The next example measures the length of words:

- note how I just use `w` as my looping variable, which is not as transparent, but quicker to type
- note how I use `.split()` on a raw string - this means the loop will be over values in a list

In [None]:
# this is equivalent to: for each word in pretzels.split(), tell me the length of the word
word_lengths = [len(w) for w in 'these pretzels are making me thirsty!'.split()]
word_lengths

We can wrap the left-side expression in its own container to generate smaller sequences of values:

- note how I include two versions of `w` inside square brackets `[]`, the first `w` returns the value itself, while `len(w)` returns the length of w. Because they are in square brackets, they form their own list inside the larger list.

In [None]:
# this is equivalent to: for each word in pretzels.split(), give me the word and the length of a word inside a new list
word_and_word_lengths = [[w, len(w)] for w in 'these pretzels are making me thirsty!'.split()]
word_and_word_lengths

## Adding conditions to a list comprehension

Just as we did with `for loops`, we can add conditional logic to a list comprehension so that only certain values or operations are applied.

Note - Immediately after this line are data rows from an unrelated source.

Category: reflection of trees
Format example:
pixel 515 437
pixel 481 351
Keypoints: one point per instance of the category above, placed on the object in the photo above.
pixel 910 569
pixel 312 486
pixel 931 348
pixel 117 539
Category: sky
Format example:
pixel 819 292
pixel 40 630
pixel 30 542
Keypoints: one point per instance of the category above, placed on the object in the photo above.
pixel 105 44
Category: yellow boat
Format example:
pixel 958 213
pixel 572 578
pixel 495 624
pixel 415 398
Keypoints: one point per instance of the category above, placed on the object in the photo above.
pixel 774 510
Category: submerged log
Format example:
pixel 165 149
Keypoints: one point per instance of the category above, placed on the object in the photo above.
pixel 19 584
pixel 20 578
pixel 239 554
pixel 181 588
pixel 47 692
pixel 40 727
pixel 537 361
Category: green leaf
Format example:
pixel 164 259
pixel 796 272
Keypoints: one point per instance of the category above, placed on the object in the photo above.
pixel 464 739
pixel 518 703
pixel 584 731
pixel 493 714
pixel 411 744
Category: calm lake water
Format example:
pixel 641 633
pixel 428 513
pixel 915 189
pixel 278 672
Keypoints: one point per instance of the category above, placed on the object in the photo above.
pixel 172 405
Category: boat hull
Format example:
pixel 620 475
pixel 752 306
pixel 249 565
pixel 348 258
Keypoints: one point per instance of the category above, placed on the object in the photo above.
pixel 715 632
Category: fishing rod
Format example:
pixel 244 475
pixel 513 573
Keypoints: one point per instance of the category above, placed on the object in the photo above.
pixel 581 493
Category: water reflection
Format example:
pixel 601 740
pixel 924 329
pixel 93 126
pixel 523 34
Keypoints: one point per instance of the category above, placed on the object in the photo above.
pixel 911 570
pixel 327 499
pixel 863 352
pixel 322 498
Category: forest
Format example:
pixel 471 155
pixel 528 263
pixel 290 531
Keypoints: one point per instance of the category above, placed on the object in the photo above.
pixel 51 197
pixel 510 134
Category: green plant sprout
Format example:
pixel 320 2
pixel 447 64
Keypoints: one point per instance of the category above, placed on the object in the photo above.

We use the right side of the list comprehension for this (the stuff after the `in`).

The syntax looks like this:

> `[expression for value in sequence if CONDITION]`

For example, the following list comprehension includes an `if` statement that checks for whether the character is uppercased:

In [None]:
# Let's make the acronym VUW
# this is equivalent to: for each character in the string, give me that character if the character is upper cased.
[letter for letter in 'Victoria University of Wellington' if letter.isupper()]

The next example builds upon an earlier example of a `for` loop to find words over five characters long in our grasshopper example. As a reminder, here is what the `for` loop looked like:

```
output = []
for word in grasshopper.split():
  if len(word) > 5:
    output.append(word)
```

Now see how the list comprehension does the same thing in a more compact manner:

In [None]:
# give me those 5 letter or more words!
[word for word in grasshopper.split() if len(word) > 5]

The sky is the limit. You can include as many complex conditional and expressions as you need. Sometimes list comprehensions can become *too* complex and unreadable, but some people enjoy the challenge of making such "one liners".

In [None]:
# can you understand what's going on in this one?
[[w, w.upper(), len(w)] for w in grasshopper.split() if w.islower() and len(w) > 7]

# Should you always use list comprehensions?

There are a [number of benefits](https://realpython.com/list-comprehension-python/) in using list comprehensions. But there is also something beneficial about writing a `for loop`, especially when you are just starting out. A `for loop` *can* be a bit more readable at first, but you may also find the transition between the two becomes easier over time. If you want to stick with `for loops` in this course, that is okay!